Training companies are jumping on the investment-product bandwagon at banks.
A cottage industry is springing up to help banks license salespeople, learn more about investment offerings, and target customers.
Training companies range from operations like Omega Performance, San Francisco, with scores of employees, to one-person or two-person shops, like Sales Acceleration Systems, Beaverdam, Va. And some big mutual fund companies, such as Van Kampen Merritt, have set up separate units to offer banks training for a fee.
Payback Hard to Evaluate
Bankers says these programs can indeed be helpful -- but the financial return is hard to pinpoint.
James McCoy, vice president at Signet Financial Services, Richmond, Va., lauds training Omega supplied to a couple of hundred platform people.
The program, which costs about $475 a person, has helped Signet direct more qualified leads to sales representatives, Mr. McCoy said. But exactly how much new business the training has yielded is "real hard to track" because of other factors that may affect sales, he said.
Some firms that provide comprehensive sales support to banks, including training, scoff at the idea of programs that provide only training.
"Our client banks find it's really not necessary to go to those sources, because their needs are met by us," said Robert Burke, director of education at Invest Financial Corp., Tampa.
But suppliers of stand-alone training programs maintain that their offerings are necessary in an increasingly competitive market.
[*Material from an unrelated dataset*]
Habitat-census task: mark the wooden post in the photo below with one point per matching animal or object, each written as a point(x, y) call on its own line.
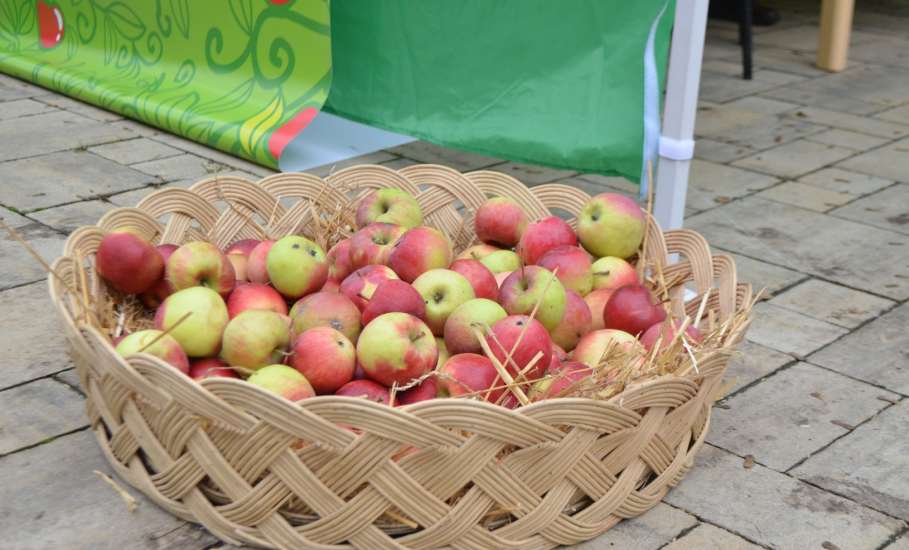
point(833, 38)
And each company points to a particular niche it serves.
"This is another level," said R. Scott West, director of financial institutions at Van Kampen Merritt, which modeled its program after Xerox's training methods. "We tap into resources that banks aren't going to get anywhere else."
Mr. West said the Xerox strategy, which concentrates on identifying customers needs as a way of selling more products and those that are most appropriate, is unique to banks.
While Van Kampen is a known name, industry observers warn that the lure of potentially easy money will surely entice some fly-by-night operations to enter the fray.
Banks may get burned. But some experts -- among them Lou Harvey, president of Dalbar Financial Services, a financial consultant in Boston -- are confident that phony firms can't last long.
"If people are not well trained, it becomes obvious pretty quickly," Harvey said.